The riskiest funds have been impacted by the fall of the dollar, which remains around $ 712 and could remain at those levels in the medium term.

This 2020 the markets have been marked mainly by volatility, especially in the first months of the pandemic.

This hit pension funds hard, mainly in March, where drops of up to 22.9% were recorded. However, according to the consulting firm Ciedess, with quota values ​​until December 27, in the accumulated annual the results are positive.

Between January and December this translates into returns of between 0.7% in fund A and 4.11% in fund E. However, the year is not over yet and the truth is that, in December, the results have been negative for all funds except the most conservative.

The falls have gone from 0.2% in D to 2.8% in A, due to fears of a second wave of infections and the appearance of new strains of the virus. Particularly in riskier funds, however, the return is also being punished by the exchange rate.

From November 30, the price of dollar has fallen more than $ 50, reaching levels that it had not seen since September 2019 around $ 710.

This is directly related to the expectations of global economic recovery and especially in China, which is also the main copper buyer that has had a bullish rally, remaining at its highest price in eight years, above 3 dollars and 5 cents a pound .

This point above all is the one that allows us to project that the dollar will remain lower next year, as explained by the manager of Income 4 studies, Guillermo Araya.

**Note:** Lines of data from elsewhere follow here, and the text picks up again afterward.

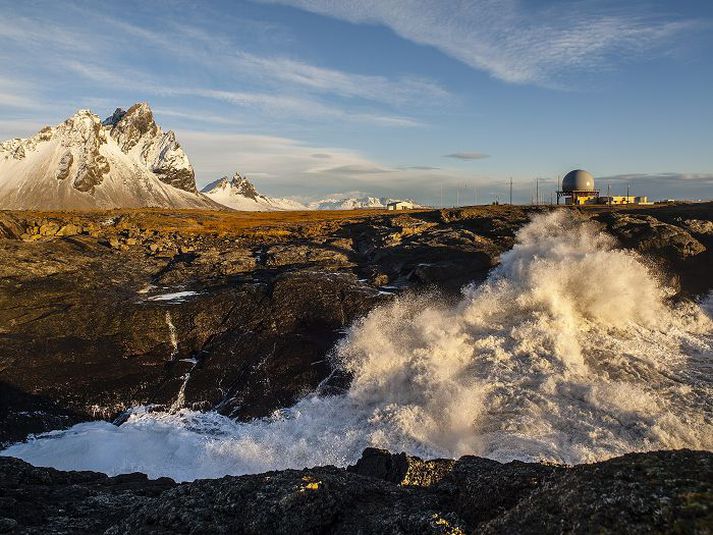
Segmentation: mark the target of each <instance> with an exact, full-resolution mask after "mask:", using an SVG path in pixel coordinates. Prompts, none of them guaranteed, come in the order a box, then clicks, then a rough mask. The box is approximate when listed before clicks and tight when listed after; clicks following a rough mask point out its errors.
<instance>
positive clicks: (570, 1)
mask: <svg viewBox="0 0 713 535" xmlns="http://www.w3.org/2000/svg"><path fill="white" fill-rule="evenodd" d="M0 12H1V13H2V14H3V16H2V18H0V139H5V138H9V137H19V136H26V135H30V134H32V133H34V132H35V131H36V130H38V129H39V128H40V127H41V126H43V125H45V124H55V123H58V122H60V121H62V120H63V119H64V118H66V117H67V116H69V115H71V114H72V113H73V112H74V111H76V110H77V109H80V108H90V109H92V110H93V111H95V112H96V113H97V114H99V115H100V116H102V117H104V116H107V115H109V114H110V113H111V112H112V111H113V109H114V108H115V107H117V106H121V107H124V108H126V107H128V106H130V105H131V104H132V103H134V102H138V101H147V102H149V103H150V104H151V106H152V108H153V109H154V112H155V115H156V117H157V120H158V121H159V123H160V124H161V125H162V127H163V128H164V129H173V130H175V131H176V133H177V136H178V139H179V141H181V143H182V144H183V146H184V147H185V148H186V150H187V152H188V154H189V157H190V158H191V161H192V162H193V164H194V167H195V168H196V172H197V180H198V183H199V184H200V185H202V184H205V183H207V182H209V181H210V180H213V179H215V178H217V177H219V176H222V175H226V174H232V172H233V171H234V170H240V171H241V172H243V173H246V174H248V176H250V177H251V178H252V179H253V180H254V182H255V183H256V185H257V186H258V189H260V190H262V191H264V192H266V193H269V194H272V195H283V196H292V197H296V198H303V199H307V198H316V197H321V196H324V195H325V194H329V193H336V192H340V193H349V192H363V193H370V194H377V195H388V196H394V197H412V198H416V199H417V200H419V201H421V202H426V203H439V202H440V195H441V194H440V192H441V188H443V191H444V197H445V199H444V200H445V202H446V204H452V203H453V202H454V201H455V197H456V191H457V189H458V188H460V190H461V194H460V196H461V199H471V198H474V197H475V194H476V192H477V195H478V200H479V202H490V201H492V200H494V199H495V198H496V197H499V198H501V199H503V198H504V197H505V195H506V191H507V186H506V184H507V181H508V179H509V177H512V178H513V182H514V189H515V198H516V200H517V201H521V202H524V201H527V200H529V199H530V197H531V195H532V189H533V184H534V180H535V178H536V177H542V180H541V184H542V186H541V188H542V191H543V192H544V195H545V197H546V198H547V199H549V192H550V190H552V189H554V185H555V182H556V177H557V176H558V175H561V174H564V173H565V172H567V171H568V170H570V169H572V168H576V167H583V168H586V169H588V170H590V171H591V172H592V173H593V174H594V175H595V176H596V177H598V178H599V180H598V185H599V187H600V189H602V190H605V189H606V186H607V185H609V186H610V187H611V188H612V191H613V192H615V193H623V192H624V191H625V189H626V185H627V184H630V185H631V187H632V191H633V192H635V193H637V194H648V195H649V196H651V197H653V198H663V197H678V198H713V58H712V57H711V52H713V2H710V1H707V0H700V1H686V0H682V1H676V2H673V1H670V2H663V1H645V2H644V1H638V0H632V1H629V2H625V3H623V2H616V1H603V0H590V1H564V0H552V1H548V2H539V1H533V0H529V1H524V0H523V1H517V0H499V1H497V0H448V1H445V0H439V1H436V0H431V1H426V0H351V1H346V0H345V1H339V0H260V1H244V2H243V1H217V0H216V1H206V2H188V1H181V0H172V1H169V0H155V1H151V2H138V1H122V2H118V1H116V2H109V1H107V2H94V1H81V0H75V1H66V2H60V1H31V0H27V1H24V2H16V1H9V0H0Z"/></svg>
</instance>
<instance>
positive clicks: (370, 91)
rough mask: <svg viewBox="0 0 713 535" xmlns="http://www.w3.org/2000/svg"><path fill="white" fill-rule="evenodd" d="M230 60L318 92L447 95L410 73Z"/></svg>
mask: <svg viewBox="0 0 713 535" xmlns="http://www.w3.org/2000/svg"><path fill="white" fill-rule="evenodd" d="M233 62H234V63H236V64H237V65H238V66H239V67H240V68H242V69H244V70H245V71H246V72H253V73H255V74H258V75H260V76H267V77H269V78H271V79H274V80H277V81H280V82H288V83H290V84H294V85H298V86H301V87H304V88H306V89H308V90H313V91H317V92H324V93H332V94H335V95H340V96H343V97H357V98H363V99H366V100H371V101H376V102H385V103H388V104H395V105H400V104H405V103H409V102H421V103H422V102H423V101H424V100H442V99H444V98H446V97H448V96H450V94H449V92H448V91H447V90H446V89H445V88H443V87H442V86H441V85H439V84H437V83H435V82H433V81H431V80H425V79H420V78H415V77H410V76H401V77H397V78H393V79H391V78H387V77H385V76H375V75H364V74H354V73H348V72H345V71H341V70H336V69H327V68H324V67H318V66H315V65H310V64H308V63H305V62H303V61H296V60H293V59H289V58H284V57H267V56H257V55H254V54H248V53H245V52H240V53H238V54H236V55H235V56H234V57H233Z"/></svg>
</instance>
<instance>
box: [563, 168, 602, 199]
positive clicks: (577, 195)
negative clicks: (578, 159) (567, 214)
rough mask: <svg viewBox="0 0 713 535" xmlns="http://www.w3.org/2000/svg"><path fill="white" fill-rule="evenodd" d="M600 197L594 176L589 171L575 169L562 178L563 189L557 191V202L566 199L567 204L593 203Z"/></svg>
mask: <svg viewBox="0 0 713 535" xmlns="http://www.w3.org/2000/svg"><path fill="white" fill-rule="evenodd" d="M598 198H599V192H598V191H597V190H595V189H594V177H593V176H592V174H591V173H590V172H589V171H585V170H584V169H575V170H574V171H570V172H569V173H567V174H566V175H565V176H564V178H563V179H562V189H561V190H560V191H558V192H557V204H559V203H560V199H564V203H565V204H576V205H580V204H592V203H595V202H596V200H597V199H598Z"/></svg>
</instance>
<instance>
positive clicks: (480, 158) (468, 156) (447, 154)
mask: <svg viewBox="0 0 713 535" xmlns="http://www.w3.org/2000/svg"><path fill="white" fill-rule="evenodd" d="M443 157H444V158H453V159H455V160H483V159H485V158H490V155H489V154H483V153H482V152H453V153H451V154H445V155H444V156H443Z"/></svg>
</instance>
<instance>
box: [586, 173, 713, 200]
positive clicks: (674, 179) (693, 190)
mask: <svg viewBox="0 0 713 535" xmlns="http://www.w3.org/2000/svg"><path fill="white" fill-rule="evenodd" d="M596 184H597V187H598V189H599V191H601V192H602V193H604V192H606V191H607V186H610V187H611V193H612V194H613V195H623V194H624V193H626V189H627V187H629V188H630V192H631V194H632V195H646V196H648V197H649V198H650V199H670V198H673V199H708V200H713V173H685V172H660V173H627V174H619V175H611V176H604V177H597V178H596Z"/></svg>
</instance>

Despite fundamentals, economic growth and copper remain on the rise and with good expectationsOne of the risks that could change the scenario is internally, as explained by the market analyst at Alpari Research, César Valencia.

Beyond the results from January to December, if we analyze the total losses recorded during the biggest drop in world stock markets, between February 19 and March 24, the only funds that have not yet recovered the impacts of negative returns are A and B, although they have restored 86% and 95% of the effects of the crisis, respectively.